I've been reading online regarding this subject and came upon this angle (however I'm sure many of you have already thought this one out):
Quote:
The first thing I found out was that when you go to Whiteclay,Nebraska on Wikipedia it redirects you to Pine Ridge, Nebraska. Pine Ridge, Nebraska was referred to as Whiteclay after the extension. In 1882, after the boundaries of the reservation were established the US government added a 50 square mile strip of land called The Whiteclay Extension. The area under Executive Order was created to serve as a buffer zone to prevent the sale of alcohol to the residents of the Pine Ridge Reservation. Well, now I realized why everything was called extension and also that Whiteclay had turned into the exact opposite of what it was created for.
In 1904, without consulting the Oglala Sioux Tribe, President Roosevelt signed an executive order removing 49 of the 50 square miles of The Whiteclay Extension.
Alcohol was immediately available for sale at a trading post near the border of the reservation.

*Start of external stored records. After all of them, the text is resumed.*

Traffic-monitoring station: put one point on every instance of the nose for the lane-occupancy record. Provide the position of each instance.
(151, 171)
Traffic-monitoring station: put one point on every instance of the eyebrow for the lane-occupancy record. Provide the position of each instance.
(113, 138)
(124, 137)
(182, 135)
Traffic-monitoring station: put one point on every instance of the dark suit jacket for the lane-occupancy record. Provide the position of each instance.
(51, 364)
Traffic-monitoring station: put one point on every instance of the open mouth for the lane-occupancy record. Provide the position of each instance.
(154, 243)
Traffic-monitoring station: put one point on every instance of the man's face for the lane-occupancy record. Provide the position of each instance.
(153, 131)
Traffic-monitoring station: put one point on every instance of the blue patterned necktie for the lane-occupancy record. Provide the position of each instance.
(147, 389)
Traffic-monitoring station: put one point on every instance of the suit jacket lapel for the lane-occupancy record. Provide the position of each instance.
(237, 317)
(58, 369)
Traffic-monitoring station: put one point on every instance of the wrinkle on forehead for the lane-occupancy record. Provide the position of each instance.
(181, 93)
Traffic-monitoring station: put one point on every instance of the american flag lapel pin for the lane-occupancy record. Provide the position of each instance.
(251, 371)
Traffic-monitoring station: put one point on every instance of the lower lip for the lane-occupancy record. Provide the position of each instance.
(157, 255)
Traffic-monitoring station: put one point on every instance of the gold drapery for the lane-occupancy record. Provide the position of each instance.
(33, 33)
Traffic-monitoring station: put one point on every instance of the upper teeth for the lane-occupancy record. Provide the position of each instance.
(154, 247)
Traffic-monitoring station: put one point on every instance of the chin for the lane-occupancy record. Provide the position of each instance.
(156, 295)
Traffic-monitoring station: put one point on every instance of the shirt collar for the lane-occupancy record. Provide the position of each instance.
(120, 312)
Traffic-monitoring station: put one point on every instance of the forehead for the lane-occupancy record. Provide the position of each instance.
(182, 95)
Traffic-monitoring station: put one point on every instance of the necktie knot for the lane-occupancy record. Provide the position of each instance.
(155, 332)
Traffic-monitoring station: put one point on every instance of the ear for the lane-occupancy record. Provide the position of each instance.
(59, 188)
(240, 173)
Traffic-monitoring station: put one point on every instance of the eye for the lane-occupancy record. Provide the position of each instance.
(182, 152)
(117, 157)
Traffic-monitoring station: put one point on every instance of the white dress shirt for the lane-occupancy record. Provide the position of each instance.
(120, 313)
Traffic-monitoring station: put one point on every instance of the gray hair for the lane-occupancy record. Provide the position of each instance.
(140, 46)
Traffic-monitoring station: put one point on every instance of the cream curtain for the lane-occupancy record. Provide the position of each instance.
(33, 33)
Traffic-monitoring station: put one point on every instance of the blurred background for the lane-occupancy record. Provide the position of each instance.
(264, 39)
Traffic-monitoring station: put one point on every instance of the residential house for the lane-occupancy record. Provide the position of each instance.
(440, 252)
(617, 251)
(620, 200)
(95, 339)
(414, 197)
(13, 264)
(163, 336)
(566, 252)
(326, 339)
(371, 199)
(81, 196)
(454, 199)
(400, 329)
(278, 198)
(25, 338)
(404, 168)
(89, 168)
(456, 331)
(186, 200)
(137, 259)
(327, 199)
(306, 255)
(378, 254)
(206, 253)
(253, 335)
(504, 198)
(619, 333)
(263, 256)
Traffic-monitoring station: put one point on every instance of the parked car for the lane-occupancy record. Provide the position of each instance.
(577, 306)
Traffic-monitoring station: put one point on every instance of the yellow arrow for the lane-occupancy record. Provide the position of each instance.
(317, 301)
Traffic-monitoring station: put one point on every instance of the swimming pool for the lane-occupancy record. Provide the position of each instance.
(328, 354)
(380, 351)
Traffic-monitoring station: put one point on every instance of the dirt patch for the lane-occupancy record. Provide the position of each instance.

And that is where the four retailers named in the lawsuit have set up shop. They sell 4.9 million cans of beer a year in a town with the population of 12. This is mind boggling. The life expectancy rate on the Pine Ridge Reservation is 54 for women and 48 for men. It makes you wonder what took so long, or why nothing was done before. Now I don’t know any laws about guns and this is only an example, (not about gun control before anyone gets all up in my kool-aid) but it seems to me if a town of 12 had four gun shops and was selling nearly five million bullets a year and the residents in the town nearby had the life expectancy of a third world country, the government would have stepped in. It makes you wonder if President Roosevelt’s purpose for the executive order of making the Whiteclay Extension public domain was sort of the same as handing out blankets with small pox.